The young man became his team’s captain. The professional sports squad was now led by a mild-mannered kid who barely needed to shave. His first press conference was underwhelming. He kept deferring to the coach and to his teammates, and mumbled clichés about just trying to do his job. The team performed poorly that season, and by the end of it the young captain had been traded. He didn’t grasp that he’d been entrusted with the authority to lead, or maybe he never believed he could.
Due to his failures, Saul was “small in [his] own eyes” (1 Samuel 15:17)—which is a funny thing to say about a guy who’s described as being tall. He was literally head and shoulders above the rest (9:2). And yet that wasn’t how he saw himself. In fact, his actions in the chapter show him trying to win the approval of the people. He hadn’t fully grasped that God—not people—had chosen him and given him a mission.
But Saul’s mistake is a picture of every human being’s failure: we can miss that we were made in God’s image to reflect His rule, and end up misusing our authority—spreading destruction in the world. To undo this, we need to return to God: to let the Father define us by His love, to let Him fill us with the Spirit, and to let Jesus send us out into the world.
Dear Father, give me eyes to see myself as You see me, and grant me the grace to faithfully carry out the calling You’ve entrusted to me.

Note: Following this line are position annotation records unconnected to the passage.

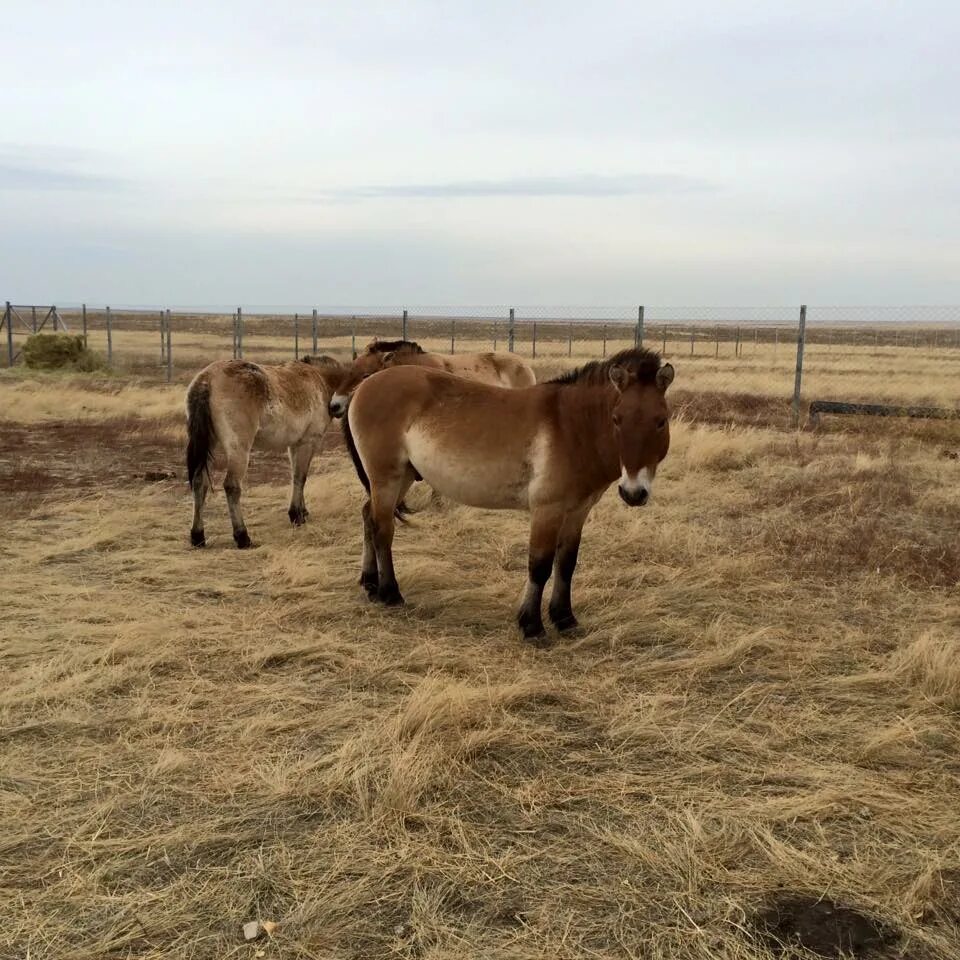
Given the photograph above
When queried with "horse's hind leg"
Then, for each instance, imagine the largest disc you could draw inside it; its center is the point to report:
(384, 498)
(544, 530)
(232, 487)
(369, 574)
(201, 487)
(300, 458)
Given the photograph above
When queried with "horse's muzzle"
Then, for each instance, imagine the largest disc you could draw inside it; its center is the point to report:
(634, 498)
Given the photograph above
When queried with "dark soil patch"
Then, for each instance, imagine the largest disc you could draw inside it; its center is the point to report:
(823, 927)
(63, 458)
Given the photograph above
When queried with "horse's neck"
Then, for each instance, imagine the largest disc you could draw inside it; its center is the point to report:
(586, 422)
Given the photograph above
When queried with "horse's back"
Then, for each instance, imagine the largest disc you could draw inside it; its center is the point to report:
(474, 442)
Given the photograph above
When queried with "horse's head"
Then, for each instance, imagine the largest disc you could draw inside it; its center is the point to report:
(379, 354)
(641, 425)
(362, 367)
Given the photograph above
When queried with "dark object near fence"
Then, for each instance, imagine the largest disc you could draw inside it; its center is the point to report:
(879, 410)
(58, 351)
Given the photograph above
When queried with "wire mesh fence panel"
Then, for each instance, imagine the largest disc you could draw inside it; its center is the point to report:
(748, 353)
(724, 357)
(891, 355)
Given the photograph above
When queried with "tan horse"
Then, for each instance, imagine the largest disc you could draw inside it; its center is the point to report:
(234, 404)
(500, 370)
(552, 449)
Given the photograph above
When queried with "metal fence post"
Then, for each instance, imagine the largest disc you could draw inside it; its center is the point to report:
(801, 336)
(169, 350)
(8, 320)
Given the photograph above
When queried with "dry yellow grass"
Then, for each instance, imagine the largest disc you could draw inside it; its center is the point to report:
(763, 701)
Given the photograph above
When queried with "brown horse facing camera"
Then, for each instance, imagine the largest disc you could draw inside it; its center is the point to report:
(552, 449)
(233, 405)
(492, 368)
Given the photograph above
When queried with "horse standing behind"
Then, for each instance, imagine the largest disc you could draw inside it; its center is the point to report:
(499, 370)
(234, 404)
(552, 449)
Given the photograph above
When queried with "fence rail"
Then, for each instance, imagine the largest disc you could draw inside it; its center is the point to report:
(786, 354)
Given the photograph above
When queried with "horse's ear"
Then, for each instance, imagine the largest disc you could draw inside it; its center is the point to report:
(620, 377)
(665, 376)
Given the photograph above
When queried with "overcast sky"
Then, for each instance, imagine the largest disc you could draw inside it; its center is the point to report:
(689, 152)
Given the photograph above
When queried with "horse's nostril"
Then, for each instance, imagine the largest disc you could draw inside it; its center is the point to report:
(634, 498)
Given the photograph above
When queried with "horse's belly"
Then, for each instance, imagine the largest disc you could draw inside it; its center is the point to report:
(471, 480)
(279, 429)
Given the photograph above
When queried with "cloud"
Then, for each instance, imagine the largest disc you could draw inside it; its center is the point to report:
(583, 185)
(23, 168)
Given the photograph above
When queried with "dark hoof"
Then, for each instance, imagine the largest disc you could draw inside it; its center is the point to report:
(564, 621)
(532, 628)
(390, 596)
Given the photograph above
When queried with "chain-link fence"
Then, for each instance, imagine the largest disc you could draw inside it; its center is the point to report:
(726, 358)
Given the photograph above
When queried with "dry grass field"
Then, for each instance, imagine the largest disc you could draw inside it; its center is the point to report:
(754, 735)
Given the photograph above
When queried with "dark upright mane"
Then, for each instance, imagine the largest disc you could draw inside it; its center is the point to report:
(639, 361)
(387, 346)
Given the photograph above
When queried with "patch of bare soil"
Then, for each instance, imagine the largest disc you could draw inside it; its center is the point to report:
(823, 927)
(63, 456)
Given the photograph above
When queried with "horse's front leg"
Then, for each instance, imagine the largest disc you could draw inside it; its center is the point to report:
(300, 457)
(544, 530)
(568, 547)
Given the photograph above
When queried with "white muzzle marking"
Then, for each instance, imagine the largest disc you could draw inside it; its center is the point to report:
(635, 490)
(641, 481)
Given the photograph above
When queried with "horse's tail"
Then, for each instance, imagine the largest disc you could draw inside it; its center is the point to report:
(354, 453)
(401, 510)
(200, 433)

Samuel was the last of the judges to rule over the Israelites. When he became old, the people rejected him and instead asked for a king to rule them so they could be like the nations around them (1 Samuel 8:5, 19–20). This request displeased Samuel (v. 6) and God, who had wanted the Israelites to be different from those around them. But God granted their request and acknowledged that the Israelites were rejecting Him, not Samuel (vv. 7–9). Samuel anointed Saul as king (ch. 9; 11:12–15); however, God eventually rejected Saul for disobedience (13:13; ch. 15). He was replaced by David, “a man after [God’s] own heart” (13:14).